02.17.17 last updated.
Dr. Alissa Weaver, Vanderbilt University professor and Extracellular RNA Communication consortium (ERCC) member, will be inducted as an AAAS Fellow this Saturday, February 18, 2016. Dr. Weaver joins Dr. James Patton, also of Vanderbilt, and Dr. David Wong of UCLA as consortium members who are also current AAAS Fellows. This honor is bestowed upon her for her contributions to the field of cancer biology and studies of extracellular vesicles (EVs) in cell motility and cancer metastasis.
Dr. Weaver’s academic career began at Stanford University where she double majored in Biology and Political Science. Always aspiring to be a physician, she then attended medical school at the University of Virginia, Charlottesville. However, along the way, she realized that she missed the academics of a PhD. “When I was in medical school, I realized that I really missed thinking about scientific discovery and was not being taught to do research,” she explained. “I really wanted to have the formal training of getting a PhD so I applied for the program from medical school.” After completing her MD/PhD at UVA, she traveled to Washington University, Saint Louis for 5 years where she did a Laboratory Medicine residency and a postdoctoral fellowship in the Department of Cell Biology and Physiology with Dr. John Cooper.

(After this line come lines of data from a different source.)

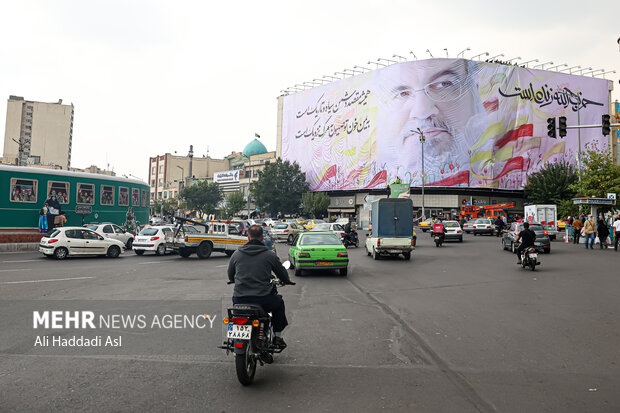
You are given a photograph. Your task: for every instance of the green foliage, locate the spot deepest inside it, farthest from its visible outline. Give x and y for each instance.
(203, 197)
(279, 188)
(552, 184)
(599, 175)
(315, 203)
(234, 203)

Finally in 2003, she accepted a faculty position at Vanderbilt University where she now remains as a full time researcher. Her lab focuses on all aspects of extracellular vesicles. The interest originally stemmed from her investigations of cell invasion, migration and cancer metastasis. The lab’s focus shifted as they learned that many of the secreted molecules that facilitated invasion were transported by EVs.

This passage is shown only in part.